Lessons from dynamics in African mass markets
Every farmer, who brings commodities in the mass market, is expected to sell everything within four hours irrespective of the volume of commodities s/he brings.
The farmer will have to know different actors, including opportunistic traders, who jump onto every fast-moving commodity.
Being opportunistic, these traders go for a commodity when it has the best price.
For instance, when tomatoes are in short supply, they colonise them, but when there is a tomato glut, they leave farmers to struggle on their own.
A desire to quickly seal a deal is one characteristic of a trader.
Before the farmer knows it, s/he has already agreed to a deal.
These are the same techniques applied by some foreign investors on uninformed Government officials, who end up signing deals that do not help ordinary people like farmers.
How mass market traders use
By looking at dressing and walking style, traders can tell whether one is a farmer or trader.
Traders walk much faster. The way commodities from a farmer and a trader are stacked is also telling.
Traders have a structure of stacking and grading by stacking, while the farmer’s commodities are often mixed up.
A trader’s commodities are well-packed and in large sizes or portions on top.
When traders visit farms, they go with experienced packers — packing is where some of the manipulation happens through over-packing.
Since most smallholder farmers do not have scales to weigh commodities on-farm, measuring through observations sees the trader getting an extra crate from at least four crates.
This is just to illustrate how there is no real ease of doing farming as a business.
How competitors close to themarket end up setting prices
A farmer who brings 1 000 crates of tomatoes tend to set the price and rules of the game for the farmer who brings 200 crates.
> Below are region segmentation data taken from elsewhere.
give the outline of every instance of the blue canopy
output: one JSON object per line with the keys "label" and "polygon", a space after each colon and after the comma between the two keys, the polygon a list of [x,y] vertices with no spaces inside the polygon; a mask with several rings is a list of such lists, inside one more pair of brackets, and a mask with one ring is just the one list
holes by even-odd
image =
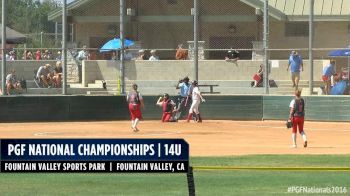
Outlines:
{"label": "blue canopy", "polygon": [[331,57],[350,57],[350,48],[346,50],[333,50],[328,53]]}
{"label": "blue canopy", "polygon": [[[134,45],[134,42],[128,39],[124,39],[124,47],[129,47]],[[119,50],[121,48],[121,41],[119,38],[114,38],[112,40],[109,40],[107,43],[105,43],[102,48],[100,49],[100,52],[109,52],[112,50]]]}

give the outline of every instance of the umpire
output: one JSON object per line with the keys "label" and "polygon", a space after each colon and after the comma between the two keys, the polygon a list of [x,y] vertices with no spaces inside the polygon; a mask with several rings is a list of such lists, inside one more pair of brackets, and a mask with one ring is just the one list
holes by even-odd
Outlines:
{"label": "umpire", "polygon": [[180,95],[177,99],[177,108],[178,108],[177,119],[181,119],[181,117],[184,117],[184,116],[186,117],[186,114],[184,115],[184,113],[188,111],[192,103],[192,99],[191,99],[192,85],[189,83],[189,81],[190,79],[186,76],[184,79],[179,80],[179,82],[176,85],[176,89],[180,89]]}

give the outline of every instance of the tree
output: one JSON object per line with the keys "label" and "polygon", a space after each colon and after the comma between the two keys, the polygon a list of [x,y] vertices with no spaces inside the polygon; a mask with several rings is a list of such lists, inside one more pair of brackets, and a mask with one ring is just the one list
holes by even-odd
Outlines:
{"label": "tree", "polygon": [[[55,32],[55,23],[48,21],[48,14],[59,6],[55,0],[7,0],[7,26],[27,35],[27,47],[40,47],[41,32]],[[45,36],[43,46],[52,47],[53,39]]]}

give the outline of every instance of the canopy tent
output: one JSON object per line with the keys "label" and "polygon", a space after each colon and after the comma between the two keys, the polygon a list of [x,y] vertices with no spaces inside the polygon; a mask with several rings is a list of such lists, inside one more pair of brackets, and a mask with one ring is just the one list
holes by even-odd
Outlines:
{"label": "canopy tent", "polygon": [[[2,27],[0,24],[0,41],[2,37]],[[26,42],[26,36],[9,27],[6,27],[6,43],[7,44],[23,44]]]}
{"label": "canopy tent", "polygon": [[[124,47],[129,47],[134,45],[134,41],[124,39]],[[119,38],[114,38],[109,40],[107,43],[105,43],[102,48],[100,49],[100,52],[109,52],[112,50],[119,50],[121,48],[122,42]]]}

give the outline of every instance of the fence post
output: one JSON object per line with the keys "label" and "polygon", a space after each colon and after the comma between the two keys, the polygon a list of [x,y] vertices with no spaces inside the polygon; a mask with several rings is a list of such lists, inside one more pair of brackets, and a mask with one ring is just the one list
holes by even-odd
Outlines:
{"label": "fence post", "polygon": [[62,94],[67,94],[67,0],[62,6]]}
{"label": "fence post", "polygon": [[309,16],[309,94],[313,93],[313,81],[314,81],[314,57],[313,57],[313,45],[314,45],[314,0],[310,1],[310,16]]}
{"label": "fence post", "polygon": [[269,1],[264,1],[264,88],[269,94]]}
{"label": "fence post", "polygon": [[120,10],[119,10],[119,36],[120,36],[120,94],[124,94],[125,92],[125,79],[124,79],[124,0],[120,0]]}
{"label": "fence post", "polygon": [[194,80],[198,81],[198,0],[193,2],[193,71]]}
{"label": "fence post", "polygon": [[2,35],[1,35],[1,47],[2,47],[2,66],[1,66],[1,90],[2,95],[6,95],[5,78],[6,78],[6,0],[2,0]]}

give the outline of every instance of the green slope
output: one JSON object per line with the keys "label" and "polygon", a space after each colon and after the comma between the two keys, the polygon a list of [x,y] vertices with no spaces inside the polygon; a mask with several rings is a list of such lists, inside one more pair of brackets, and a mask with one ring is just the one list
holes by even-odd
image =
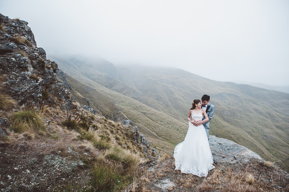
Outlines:
{"label": "green slope", "polygon": [[104,63],[101,71],[91,63],[52,59],[72,77],[109,95],[128,118],[173,146],[184,137],[193,100],[210,95],[216,106],[210,134],[289,164],[289,94],[213,81],[176,68],[115,68]]}

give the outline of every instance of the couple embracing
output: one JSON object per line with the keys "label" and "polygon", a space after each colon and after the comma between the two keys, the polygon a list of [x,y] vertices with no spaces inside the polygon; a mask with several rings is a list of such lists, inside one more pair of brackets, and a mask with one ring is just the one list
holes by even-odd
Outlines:
{"label": "couple embracing", "polygon": [[195,99],[188,117],[189,128],[183,141],[174,151],[176,167],[183,173],[206,177],[215,167],[209,144],[209,121],[215,106],[210,103],[210,96],[204,95],[202,102]]}

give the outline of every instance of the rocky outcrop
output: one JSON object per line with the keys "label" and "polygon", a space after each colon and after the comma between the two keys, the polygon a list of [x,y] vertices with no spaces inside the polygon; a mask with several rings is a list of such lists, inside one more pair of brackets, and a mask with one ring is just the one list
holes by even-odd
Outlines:
{"label": "rocky outcrop", "polygon": [[20,105],[60,97],[64,100],[63,106],[71,109],[70,93],[55,74],[59,72],[57,64],[37,47],[28,23],[1,14],[0,23],[0,74],[5,78],[7,93]]}
{"label": "rocky outcrop", "polygon": [[[131,129],[129,130],[129,131],[131,133],[132,133],[133,137],[134,140],[134,142],[138,143],[139,144],[143,146],[144,150],[146,154],[147,155],[149,155],[150,154],[154,153],[155,154],[155,156],[158,157],[160,157],[160,155],[157,152],[156,150],[153,148],[151,148],[149,145],[149,143],[146,139],[144,135],[140,135],[140,132],[138,131],[138,127],[136,126],[134,126],[132,122],[129,120],[124,120],[124,124],[130,127]],[[140,142],[139,141],[139,138],[140,138]]]}
{"label": "rocky outcrop", "polygon": [[213,157],[217,162],[245,163],[252,159],[265,161],[260,155],[247,147],[226,139],[210,135],[209,143]]}

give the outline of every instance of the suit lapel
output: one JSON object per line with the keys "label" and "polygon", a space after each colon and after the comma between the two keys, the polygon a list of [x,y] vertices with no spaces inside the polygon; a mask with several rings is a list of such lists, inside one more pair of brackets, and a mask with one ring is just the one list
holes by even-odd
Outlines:
{"label": "suit lapel", "polygon": [[210,108],[210,106],[211,106],[211,105],[210,105],[210,103],[209,103],[209,104],[208,105],[208,107],[207,108],[207,109],[206,109],[206,113],[208,112],[208,111],[209,111],[209,108]]}

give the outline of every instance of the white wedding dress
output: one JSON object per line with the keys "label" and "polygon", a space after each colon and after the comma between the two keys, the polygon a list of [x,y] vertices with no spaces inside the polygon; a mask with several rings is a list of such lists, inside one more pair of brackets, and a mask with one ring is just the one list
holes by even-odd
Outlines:
{"label": "white wedding dress", "polygon": [[[192,114],[196,121],[202,120],[202,114]],[[184,173],[206,177],[208,171],[215,168],[205,128],[202,124],[195,126],[189,121],[185,140],[176,146],[174,151],[176,168]]]}

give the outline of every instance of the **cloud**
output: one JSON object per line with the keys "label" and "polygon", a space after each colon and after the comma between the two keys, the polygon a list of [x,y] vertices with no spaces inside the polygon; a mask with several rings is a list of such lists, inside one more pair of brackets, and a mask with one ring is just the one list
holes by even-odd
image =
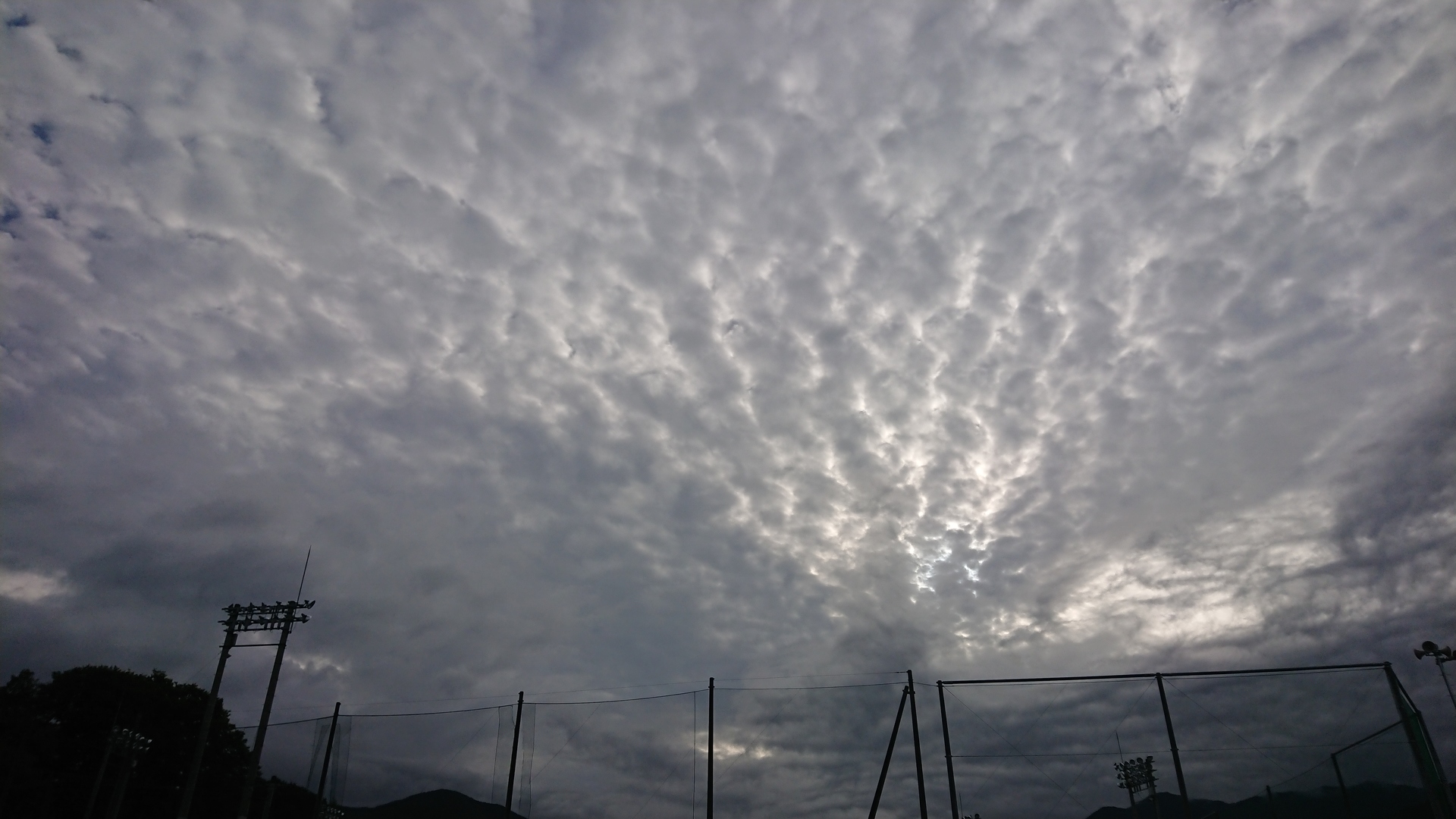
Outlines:
{"label": "cloud", "polygon": [[[74,590],[6,669],[186,678],[310,546],[298,714],[1450,627],[1439,4],[0,15],[6,577]],[[754,697],[863,790],[891,695]],[[632,804],[662,714],[590,745]],[[351,800],[478,727],[361,727]]]}

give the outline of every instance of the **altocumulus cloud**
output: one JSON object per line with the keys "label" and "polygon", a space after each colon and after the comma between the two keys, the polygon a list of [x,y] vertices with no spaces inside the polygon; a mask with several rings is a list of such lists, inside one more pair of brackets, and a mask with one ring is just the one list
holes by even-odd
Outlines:
{"label": "altocumulus cloud", "polygon": [[306,546],[307,716],[1456,625],[1449,4],[0,7],[7,673]]}

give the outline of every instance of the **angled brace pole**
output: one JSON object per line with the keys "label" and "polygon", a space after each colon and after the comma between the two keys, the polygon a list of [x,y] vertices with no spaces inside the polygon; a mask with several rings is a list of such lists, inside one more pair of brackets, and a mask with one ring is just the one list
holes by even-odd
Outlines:
{"label": "angled brace pole", "polygon": [[[1184,804],[1184,819],[1192,819],[1192,810],[1188,807],[1188,785],[1184,784],[1182,778],[1182,759],[1178,758],[1178,737],[1174,736],[1174,716],[1168,710],[1168,694],[1163,691],[1163,675],[1156,675],[1158,679],[1158,698],[1163,701],[1163,724],[1168,726],[1168,749],[1174,755],[1174,774],[1178,774],[1178,796],[1182,797]],[[1156,807],[1158,803],[1155,802]]]}
{"label": "angled brace pole", "polygon": [[505,777],[505,813],[510,816],[511,799],[515,796],[515,752],[521,746],[521,711],[526,710],[526,692],[515,695],[515,733],[511,736],[511,772]]}
{"label": "angled brace pole", "polygon": [[914,739],[914,784],[920,788],[920,819],[930,819],[925,809],[925,765],[920,764],[920,717],[914,711],[913,670],[906,670],[906,691],[910,692],[910,736]]}
{"label": "angled brace pole", "polygon": [[895,737],[900,736],[900,717],[906,714],[906,700],[910,698],[910,686],[900,694],[900,710],[895,711],[895,727],[890,729],[890,748],[885,749],[885,764],[879,768],[879,784],[875,785],[875,802],[869,803],[869,819],[879,813],[879,797],[885,794],[885,777],[890,775],[890,758],[895,753]]}
{"label": "angled brace pole", "polygon": [[708,678],[708,806],[706,819],[713,819],[713,694],[716,686],[713,678]]}
{"label": "angled brace pole", "polygon": [[941,700],[941,736],[945,740],[945,781],[951,785],[951,819],[961,819],[961,804],[955,799],[955,765],[951,764],[951,723],[945,718],[945,683],[935,681],[935,694]]}
{"label": "angled brace pole", "polygon": [[333,733],[339,730],[339,705],[342,705],[342,702],[333,704],[333,718],[329,720],[329,742],[323,746],[323,771],[319,772],[319,803],[314,810],[319,816],[323,816],[323,809],[329,804],[323,799],[323,785],[329,781],[329,762],[333,756]]}

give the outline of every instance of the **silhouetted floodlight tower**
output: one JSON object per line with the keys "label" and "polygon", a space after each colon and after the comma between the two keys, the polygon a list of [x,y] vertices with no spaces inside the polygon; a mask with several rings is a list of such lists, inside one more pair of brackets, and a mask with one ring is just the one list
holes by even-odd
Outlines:
{"label": "silhouetted floodlight tower", "polygon": [[1112,768],[1117,769],[1117,787],[1127,788],[1127,802],[1131,804],[1133,812],[1137,812],[1137,794],[1146,790],[1149,799],[1153,800],[1153,815],[1159,816],[1158,777],[1156,768],[1153,768],[1153,758],[1137,756],[1127,762],[1112,762]]}
{"label": "silhouetted floodlight tower", "polygon": [[121,775],[111,790],[111,804],[106,807],[106,819],[116,819],[116,815],[121,813],[121,802],[127,797],[127,783],[131,781],[131,774],[137,769],[137,758],[151,748],[151,740],[131,729],[112,729],[111,742],[122,758]]}
{"label": "silhouetted floodlight tower", "polygon": [[1415,659],[1420,660],[1421,657],[1436,657],[1436,667],[1440,669],[1441,681],[1446,682],[1446,695],[1452,698],[1452,707],[1456,708],[1456,694],[1452,694],[1452,681],[1446,676],[1446,663],[1456,660],[1456,654],[1452,654],[1452,647],[1446,646],[1440,648],[1436,643],[1427,640],[1415,650]]}

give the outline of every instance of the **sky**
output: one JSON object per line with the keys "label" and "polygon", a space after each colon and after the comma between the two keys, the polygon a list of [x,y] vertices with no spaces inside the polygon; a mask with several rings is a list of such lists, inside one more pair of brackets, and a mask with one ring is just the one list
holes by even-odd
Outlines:
{"label": "sky", "polygon": [[[1390,660],[1456,764],[1411,656],[1456,637],[1450,4],[0,15],[4,675],[207,685],[218,609],[312,549],[275,721],[884,683],[719,692],[735,816],[868,809],[897,669]],[[230,662],[239,724],[269,663]],[[1393,718],[1354,679],[1169,695],[1342,743]],[[1101,727],[1037,742],[1101,748],[1125,707],[1025,694],[961,692],[957,737],[1054,705]],[[495,720],[355,717],[345,800],[488,799]],[[706,694],[537,721],[536,816],[700,815]],[[958,787],[1085,816],[1104,762]]]}

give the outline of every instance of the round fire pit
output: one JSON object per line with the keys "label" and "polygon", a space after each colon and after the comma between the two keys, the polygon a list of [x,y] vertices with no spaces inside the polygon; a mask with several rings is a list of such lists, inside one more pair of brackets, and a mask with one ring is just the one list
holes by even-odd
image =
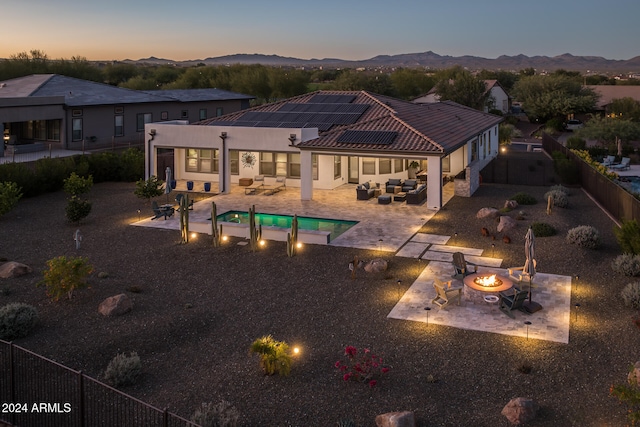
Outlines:
{"label": "round fire pit", "polygon": [[497,298],[499,292],[513,287],[513,282],[508,277],[495,273],[470,274],[464,278],[463,282],[464,296],[473,303],[486,303],[486,296],[492,295]]}

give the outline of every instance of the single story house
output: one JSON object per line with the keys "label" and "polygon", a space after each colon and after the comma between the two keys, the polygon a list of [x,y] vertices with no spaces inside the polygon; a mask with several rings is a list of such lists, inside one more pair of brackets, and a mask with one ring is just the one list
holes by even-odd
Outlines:
{"label": "single story house", "polygon": [[[487,92],[489,92],[489,99],[484,111],[500,110],[502,114],[509,113],[511,98],[502,85],[497,80],[485,80],[484,84],[487,87]],[[434,102],[440,102],[440,96],[438,96],[435,87],[433,87],[426,94],[415,98],[413,102],[416,104],[433,104]]]}
{"label": "single story house", "polygon": [[220,89],[140,91],[36,74],[0,82],[0,132],[20,152],[45,144],[69,150],[141,146],[146,123],[222,116],[248,108],[254,98]]}
{"label": "single story house", "polygon": [[443,177],[464,175],[463,191],[477,189],[480,169],[498,154],[501,121],[454,102],[317,91],[193,124],[148,123],[145,174],[164,177],[170,167],[179,180],[217,182],[221,193],[242,178],[285,176],[311,200],[314,189],[382,186],[417,169],[428,183],[427,206],[439,209]]}

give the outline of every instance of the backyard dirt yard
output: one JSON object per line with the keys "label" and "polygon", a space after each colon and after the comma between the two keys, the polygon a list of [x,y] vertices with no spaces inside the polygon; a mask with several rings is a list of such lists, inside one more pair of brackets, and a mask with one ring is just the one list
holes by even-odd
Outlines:
{"label": "backyard dirt yard", "polygon": [[[22,200],[0,218],[0,257],[33,268],[0,282],[0,304],[32,304],[41,319],[17,345],[96,378],[116,354],[135,351],[143,375],[124,392],[185,418],[202,402],[224,399],[238,409],[243,426],[325,427],[344,419],[374,426],[376,415],[403,410],[414,411],[418,426],[508,426],[500,411],[518,396],[540,405],[528,426],[626,423],[626,408],[609,396],[609,387],[625,381],[640,360],[640,330],[632,323],[637,313],[619,297],[630,280],[610,267],[620,252],[614,223],[580,189],[571,189],[567,209],[548,216],[547,188],[484,184],[472,198],[454,197],[422,230],[458,233],[453,244],[471,248],[495,243],[495,256],[510,267],[524,263],[531,222],[555,226],[558,235],[536,238],[536,257],[540,272],[579,275],[569,344],[387,319],[398,300],[397,281],[406,290],[425,261],[319,245],[289,258],[284,243],[252,253],[237,239],[213,248],[205,235],[181,245],[178,231],[130,225],[138,209],[151,215],[133,189],[94,186],[79,250],[62,192]],[[495,231],[496,224],[476,219],[476,212],[501,208],[519,191],[538,204],[508,213],[522,210],[526,218],[510,233],[512,242],[503,243],[501,234],[495,241],[483,237],[481,228]],[[565,243],[567,230],[578,225],[595,226],[602,247]],[[45,262],[59,255],[85,256],[95,272],[90,288],[52,302],[36,283]],[[348,264],[355,255],[382,256],[389,270],[358,271],[352,280]],[[108,277],[98,278],[99,272]],[[140,292],[130,291],[136,287]],[[100,302],[120,293],[133,300],[133,310],[100,315]],[[249,355],[252,341],[267,334],[300,347],[289,377],[264,376]],[[375,388],[343,381],[334,367],[348,345],[384,356],[391,370]],[[528,374],[519,370],[525,365],[532,368]]]}

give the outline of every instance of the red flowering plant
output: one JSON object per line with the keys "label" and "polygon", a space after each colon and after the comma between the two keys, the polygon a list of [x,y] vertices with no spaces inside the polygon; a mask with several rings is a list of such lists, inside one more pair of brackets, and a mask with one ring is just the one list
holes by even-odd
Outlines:
{"label": "red flowering plant", "polygon": [[378,384],[377,378],[389,372],[382,357],[376,356],[368,348],[358,352],[357,348],[348,345],[344,349],[344,355],[346,360],[338,360],[334,366],[340,370],[345,381],[364,382],[373,388]]}

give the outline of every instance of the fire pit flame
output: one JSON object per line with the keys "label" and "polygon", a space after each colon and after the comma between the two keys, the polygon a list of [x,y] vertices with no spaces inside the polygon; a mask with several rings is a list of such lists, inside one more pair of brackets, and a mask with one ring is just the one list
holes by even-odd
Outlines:
{"label": "fire pit flame", "polygon": [[491,276],[478,276],[474,279],[474,282],[477,285],[487,288],[493,288],[502,285],[502,280],[498,279],[495,274],[492,274]]}

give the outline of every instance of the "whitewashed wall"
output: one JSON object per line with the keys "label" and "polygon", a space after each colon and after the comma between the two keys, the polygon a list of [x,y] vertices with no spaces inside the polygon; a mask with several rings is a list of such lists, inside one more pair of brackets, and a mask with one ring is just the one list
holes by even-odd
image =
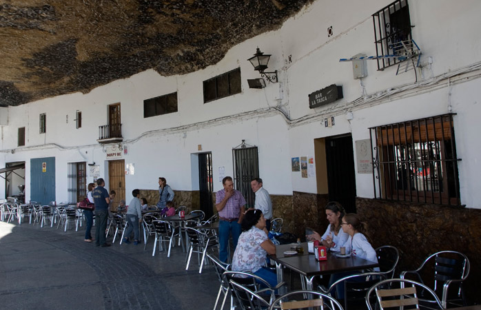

If a box is going for $10, the farmer who brings 1 000 crates will earn $10 000, while the one who brings 200 crates will earn $2 000 within the four hours of marketing.
Assuming transport costs constitute 20 percent of sales, the 1 000 crates farmer will incur $2 000 transport costs, while the 200 crates farmer will incur $4 000 transport costs because s/he has to do five trips in order to match the 1 000 crates farmer who will have brought his consignment in one trip.
This means the 1 000 crates farmer enjoys economies of scale, enabling him/her to set prices.
He can afford to drop prices to $8/crate and still break even, while the 200 crate farmer will not be able to survive.
This is how big volume farmers can push out smallholder farmers, who bring small volumes.
The same scenario applies to the inputs side. Farmers who are subsidised with inputs push those who buy their own inputs out of the market.
It means prices will not be set by supply and demand, but by some farmers with hidden advantages that enable them to set prices downwards.
The market does not care that commodities coming to the market were produced with different costs.
It is the same with formal education. Children in rural areas are expected to write the same examination with urban children who have many advantages like electricity and libraries and be expected to compete for the same employment opportunities.
In agriculture, farmers close to supermarkets have a lot of advantages like good road network and abundant transport choices.
On the other hand, farmers in Rusitu, which is a good production zone, but beset by poor infrastructure, are less competitive in the same market with farmers from Mazowe or Norton.
That is how they are taken advantage of by farmers close to the market whose price settings influences prices on the entire market.
Farmers close to the market end up becoming buyers of commodities from those in distant production zones.
Promoting ease of doing business by exploring other advantages
Besides price, what other competitive advantages can be used to assist farmers far from the market?
Nyanga potato farmers in Zimbabwe have managed to stand up to the competition due to their unique micro climate, which enables them to produce high quality potatoes and supply when competitors do not have the commodity.
What competitive advantages can be identified in distant farmers so that they can have a percentage share in setting prices?
When such advantages are identified and cultivated, price stops becoming the only determinant of consumers’ decisions to buy.
From that angle, there will be a justification for prices to differ as farmers from distant areas will have a unique selling proposition justifying higher prices to compensate market-related costs.
Unless policymakers understand these issues at a granular level, ease of doing business initiatives will not benefit farmers and small entrepreneurs.